Le président Sarkozy soutient les PME
Nicolas Sarkozy n’est pas venu les mains vides ! A l'assemblée des Entrepreneurs CGPME de Lyon, le vendredi 7 décembre 2007 à la Salle 3000 et devant plus de 2500 entrepreneurs enthousiastes réunis à Lyon et nulle part ailleurs, le Chef de l’Etat a apporté une série de réponses positives à nombre de nos légitimes revendications.
Comme nous le demandions avec force, il a annoncé la suppression de l’Imposition Forfaitaire Annuelle, cet impôt inique et "archaïque" qui frappe, sans discernement aucun, nos entreprises. Le Président de la République a évoqué sa disparition en des termes on ne peut plus clairs : "Je suis venu vous dire aujourd’hui que 2008 sera la dernière année où vous paierez l’IFA". La Taxe Professionnelle qualifiée par lui d’impôt suranné est quant à elle promise à une réforme et à une réduction à horizon 2009.

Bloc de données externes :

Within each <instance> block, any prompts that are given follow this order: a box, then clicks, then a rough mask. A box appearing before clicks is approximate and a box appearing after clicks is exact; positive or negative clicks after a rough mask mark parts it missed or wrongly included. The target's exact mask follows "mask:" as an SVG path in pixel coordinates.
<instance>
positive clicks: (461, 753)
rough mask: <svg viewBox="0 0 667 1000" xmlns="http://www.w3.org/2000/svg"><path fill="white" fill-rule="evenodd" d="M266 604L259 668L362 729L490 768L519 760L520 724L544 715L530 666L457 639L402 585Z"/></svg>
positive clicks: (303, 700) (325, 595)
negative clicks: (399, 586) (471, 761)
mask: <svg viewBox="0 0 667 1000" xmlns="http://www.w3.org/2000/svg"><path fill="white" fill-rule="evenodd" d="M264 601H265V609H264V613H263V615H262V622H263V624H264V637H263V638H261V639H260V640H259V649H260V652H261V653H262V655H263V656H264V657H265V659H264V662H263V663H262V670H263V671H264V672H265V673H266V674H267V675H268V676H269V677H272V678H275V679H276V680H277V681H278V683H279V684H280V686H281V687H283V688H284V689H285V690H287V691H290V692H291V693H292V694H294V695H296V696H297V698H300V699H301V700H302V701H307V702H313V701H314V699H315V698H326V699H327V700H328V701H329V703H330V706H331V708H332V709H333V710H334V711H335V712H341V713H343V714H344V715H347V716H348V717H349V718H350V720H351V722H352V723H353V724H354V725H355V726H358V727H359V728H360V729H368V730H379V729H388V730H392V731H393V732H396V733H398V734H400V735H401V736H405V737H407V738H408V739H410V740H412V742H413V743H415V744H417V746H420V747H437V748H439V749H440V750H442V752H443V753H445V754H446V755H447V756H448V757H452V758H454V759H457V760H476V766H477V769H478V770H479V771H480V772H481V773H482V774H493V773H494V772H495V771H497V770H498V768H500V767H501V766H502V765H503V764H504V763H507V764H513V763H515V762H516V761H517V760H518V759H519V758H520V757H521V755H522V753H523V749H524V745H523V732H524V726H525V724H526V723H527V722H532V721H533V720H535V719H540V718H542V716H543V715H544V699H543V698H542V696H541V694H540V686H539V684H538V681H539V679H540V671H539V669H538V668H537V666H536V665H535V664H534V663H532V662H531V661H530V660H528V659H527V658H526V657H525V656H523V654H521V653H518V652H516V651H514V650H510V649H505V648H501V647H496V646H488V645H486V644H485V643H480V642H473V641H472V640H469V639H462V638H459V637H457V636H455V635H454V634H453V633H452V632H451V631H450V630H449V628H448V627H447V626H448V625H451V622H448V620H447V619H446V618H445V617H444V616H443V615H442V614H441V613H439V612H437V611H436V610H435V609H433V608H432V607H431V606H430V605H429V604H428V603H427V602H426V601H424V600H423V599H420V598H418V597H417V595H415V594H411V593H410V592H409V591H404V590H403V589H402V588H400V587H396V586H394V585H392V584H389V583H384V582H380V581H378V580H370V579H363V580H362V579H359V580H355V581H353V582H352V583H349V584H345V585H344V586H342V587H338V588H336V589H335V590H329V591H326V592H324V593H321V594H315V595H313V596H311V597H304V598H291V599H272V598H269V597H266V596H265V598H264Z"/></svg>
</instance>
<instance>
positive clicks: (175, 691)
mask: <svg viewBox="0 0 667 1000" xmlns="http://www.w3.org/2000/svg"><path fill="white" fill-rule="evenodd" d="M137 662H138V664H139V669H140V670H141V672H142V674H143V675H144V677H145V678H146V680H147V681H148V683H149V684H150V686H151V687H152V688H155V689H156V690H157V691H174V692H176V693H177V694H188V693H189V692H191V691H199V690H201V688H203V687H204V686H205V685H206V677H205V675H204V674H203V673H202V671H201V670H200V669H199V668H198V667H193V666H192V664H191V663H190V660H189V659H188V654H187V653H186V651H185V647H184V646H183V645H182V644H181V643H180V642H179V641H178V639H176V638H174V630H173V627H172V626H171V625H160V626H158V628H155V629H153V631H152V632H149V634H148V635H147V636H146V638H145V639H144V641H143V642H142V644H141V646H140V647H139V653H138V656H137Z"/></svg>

Sur la question des seuils, analysés comme pénalisant les entreprises lorsqu’elles grandissent, il a confirmé la suppression « dès le premier trimestre 2008, à titre expérimental, des conséquences financières du franchissement de seuil » : pour les entreprises dépassant les seuils de 10 ou 20 salariés, les taux de prélèvements sociaux n’augmenteront plus. En matière de délais de paiement, reprenant l’argumentation de toujours de la CGPME, le Président a dénoncé les pratiques qui font des PME les banquières des grands groupes ou de l’Etat. Il a prôné la réduction de ces délais et ajouté que, pour commencer, il sera début 2008 proposé au parlement de "limiter à 60 jours le délai maximal de paiement à compter de la réception de la facture, sous peine d’intérêts dissuasifs". Ensuite, place sera faite à la négociation sectorielle qui, si elle n’aboutit pas en un an, sera suivie d’un calendrier de réduction "précis, progressif et contraignant". L’Etat ne sera pas en reste et ses délais seront dès l’année prochaine abaissés de 45 jours à 30 jours pour les marchés publics, sans compter l’étude immédiate de la mise en place dans ce cadre d’une priorité de paiement pour les PME. Cette batterie de mesures constitue à l’évidence une signe fort en direction de nos entreprises ; un signe parfaitement assumé par Nicolas Sarkozy qui veut "une discrimination positive en faveur des PME".
Les engagements pris s’ajoutent aux dispositions récentes pour libérer le travail et les entreprises "du carcan des 35 heures" : ils sonnent comme une reconnaissance supplémentaire du "fait PME" et comme autant d’éléments fondateurs de rapports nouveaux entre l’Etat et les forces de croissance de ce pays.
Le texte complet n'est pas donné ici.